As part of the treatment in such a case, the treating professional should try to see to it that the patient obtains independent, competent legal help to properly pursue the claim. Neither uncertainty in a patient nor diffusion in a professional’s treatment goal is helpful in a patient’s treatment.

Ideally, the claimant’s disability lawyer should have extensive experience succeeding with psychiatric claims. Through this experience, they will have learned that psychiatric claimants and their treating professionals require the utmost in patience, cooperation and understanding.

On the other hand, insurance companies require just the opposite type of treatment.
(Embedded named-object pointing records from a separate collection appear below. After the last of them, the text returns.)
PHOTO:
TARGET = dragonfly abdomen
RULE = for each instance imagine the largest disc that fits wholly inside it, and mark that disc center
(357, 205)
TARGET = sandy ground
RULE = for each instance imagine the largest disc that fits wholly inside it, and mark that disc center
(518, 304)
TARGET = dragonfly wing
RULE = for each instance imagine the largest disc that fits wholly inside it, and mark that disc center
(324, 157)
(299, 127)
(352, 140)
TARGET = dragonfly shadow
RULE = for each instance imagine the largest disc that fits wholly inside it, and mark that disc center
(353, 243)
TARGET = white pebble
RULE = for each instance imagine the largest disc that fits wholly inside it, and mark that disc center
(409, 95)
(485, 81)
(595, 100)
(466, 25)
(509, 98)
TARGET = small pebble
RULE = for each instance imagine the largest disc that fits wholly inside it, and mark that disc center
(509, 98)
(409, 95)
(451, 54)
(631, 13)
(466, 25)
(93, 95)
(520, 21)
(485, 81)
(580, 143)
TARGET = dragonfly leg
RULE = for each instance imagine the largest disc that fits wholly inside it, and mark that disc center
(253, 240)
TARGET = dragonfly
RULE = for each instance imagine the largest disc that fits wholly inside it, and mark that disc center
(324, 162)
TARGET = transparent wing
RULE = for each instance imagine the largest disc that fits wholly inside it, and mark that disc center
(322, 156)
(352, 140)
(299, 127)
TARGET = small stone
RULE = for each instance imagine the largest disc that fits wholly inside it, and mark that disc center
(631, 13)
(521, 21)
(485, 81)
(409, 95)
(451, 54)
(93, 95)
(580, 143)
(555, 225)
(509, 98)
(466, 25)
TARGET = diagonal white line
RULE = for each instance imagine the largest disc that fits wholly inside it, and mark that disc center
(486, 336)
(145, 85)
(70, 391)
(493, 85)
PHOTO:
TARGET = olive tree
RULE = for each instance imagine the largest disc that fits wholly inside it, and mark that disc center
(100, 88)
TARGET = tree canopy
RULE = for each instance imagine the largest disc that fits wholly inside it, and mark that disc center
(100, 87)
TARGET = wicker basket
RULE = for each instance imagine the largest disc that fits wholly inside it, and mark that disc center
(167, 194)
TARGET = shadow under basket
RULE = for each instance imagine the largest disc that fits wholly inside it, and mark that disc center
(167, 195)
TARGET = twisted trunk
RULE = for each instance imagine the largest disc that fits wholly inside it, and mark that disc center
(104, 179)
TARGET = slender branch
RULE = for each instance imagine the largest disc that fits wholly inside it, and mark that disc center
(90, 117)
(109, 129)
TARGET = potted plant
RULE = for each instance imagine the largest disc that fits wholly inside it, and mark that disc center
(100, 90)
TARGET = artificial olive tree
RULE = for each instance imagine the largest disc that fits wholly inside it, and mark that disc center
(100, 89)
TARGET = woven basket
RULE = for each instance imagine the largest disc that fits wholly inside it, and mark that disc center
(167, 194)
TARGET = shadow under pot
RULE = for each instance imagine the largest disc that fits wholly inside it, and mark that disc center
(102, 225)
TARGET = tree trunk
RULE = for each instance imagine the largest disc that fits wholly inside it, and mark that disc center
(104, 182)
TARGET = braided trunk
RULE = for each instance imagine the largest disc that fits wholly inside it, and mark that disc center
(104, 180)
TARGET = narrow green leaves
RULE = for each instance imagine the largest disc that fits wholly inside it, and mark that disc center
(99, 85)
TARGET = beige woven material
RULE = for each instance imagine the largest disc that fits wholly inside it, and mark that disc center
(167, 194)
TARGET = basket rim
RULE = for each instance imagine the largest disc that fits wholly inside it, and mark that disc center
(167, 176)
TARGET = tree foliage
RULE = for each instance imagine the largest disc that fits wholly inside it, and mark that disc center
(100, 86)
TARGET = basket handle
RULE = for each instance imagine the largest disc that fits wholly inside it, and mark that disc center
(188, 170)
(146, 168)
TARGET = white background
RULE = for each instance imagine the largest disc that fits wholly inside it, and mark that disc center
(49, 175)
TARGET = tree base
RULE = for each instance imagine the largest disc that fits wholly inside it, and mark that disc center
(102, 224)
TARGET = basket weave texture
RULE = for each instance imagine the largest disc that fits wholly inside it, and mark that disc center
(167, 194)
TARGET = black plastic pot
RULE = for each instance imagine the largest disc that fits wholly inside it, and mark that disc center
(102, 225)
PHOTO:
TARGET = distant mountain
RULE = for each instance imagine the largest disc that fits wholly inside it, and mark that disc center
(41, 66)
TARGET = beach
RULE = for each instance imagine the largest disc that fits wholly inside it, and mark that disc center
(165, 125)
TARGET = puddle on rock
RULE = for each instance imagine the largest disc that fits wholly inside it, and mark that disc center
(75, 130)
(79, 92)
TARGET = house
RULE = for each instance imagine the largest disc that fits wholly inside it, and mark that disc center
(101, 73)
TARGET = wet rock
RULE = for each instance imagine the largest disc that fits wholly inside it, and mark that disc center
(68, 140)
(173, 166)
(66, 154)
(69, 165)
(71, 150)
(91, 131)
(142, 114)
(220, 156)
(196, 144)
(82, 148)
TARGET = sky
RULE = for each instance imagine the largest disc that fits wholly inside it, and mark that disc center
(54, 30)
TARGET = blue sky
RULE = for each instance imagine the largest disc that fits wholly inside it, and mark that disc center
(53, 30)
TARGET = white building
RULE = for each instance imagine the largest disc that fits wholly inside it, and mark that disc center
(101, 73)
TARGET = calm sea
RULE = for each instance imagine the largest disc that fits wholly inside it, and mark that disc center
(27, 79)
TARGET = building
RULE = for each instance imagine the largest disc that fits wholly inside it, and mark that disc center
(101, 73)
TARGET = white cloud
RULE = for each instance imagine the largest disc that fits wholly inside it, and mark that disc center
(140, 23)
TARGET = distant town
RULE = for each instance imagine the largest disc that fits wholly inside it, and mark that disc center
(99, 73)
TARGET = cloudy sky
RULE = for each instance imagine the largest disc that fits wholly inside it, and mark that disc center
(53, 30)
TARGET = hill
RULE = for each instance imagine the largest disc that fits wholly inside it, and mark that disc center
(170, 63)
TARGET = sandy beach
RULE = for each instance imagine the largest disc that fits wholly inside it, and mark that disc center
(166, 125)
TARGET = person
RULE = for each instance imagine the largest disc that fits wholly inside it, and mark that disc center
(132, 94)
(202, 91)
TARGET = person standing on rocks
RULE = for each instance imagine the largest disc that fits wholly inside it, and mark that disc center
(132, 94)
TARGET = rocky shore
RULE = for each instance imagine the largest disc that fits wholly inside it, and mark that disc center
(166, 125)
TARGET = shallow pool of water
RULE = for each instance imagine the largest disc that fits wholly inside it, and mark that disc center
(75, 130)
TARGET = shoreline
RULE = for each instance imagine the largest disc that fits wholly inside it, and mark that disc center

Attorneys who know the ropes of psychiatric disability insurance claims and aggressively pursue such claims must fight hard, including keeping the insurance company’s hands off patient records they have no right to see.  Hands Off My Info.

The point is that a good, competent, understanding disability lawyer can be an important part of the treatment of a patient with a psychiatric income claim.

Easing claimant anxiety levels is a good thing, especially when the claim involves a psychiatric disability. Having a competent disability advocate with long experience “in the trenches” should help lower a patient’s anxiety level, and makes it easier for the treatment provider to focus on treating the patient’s ailment.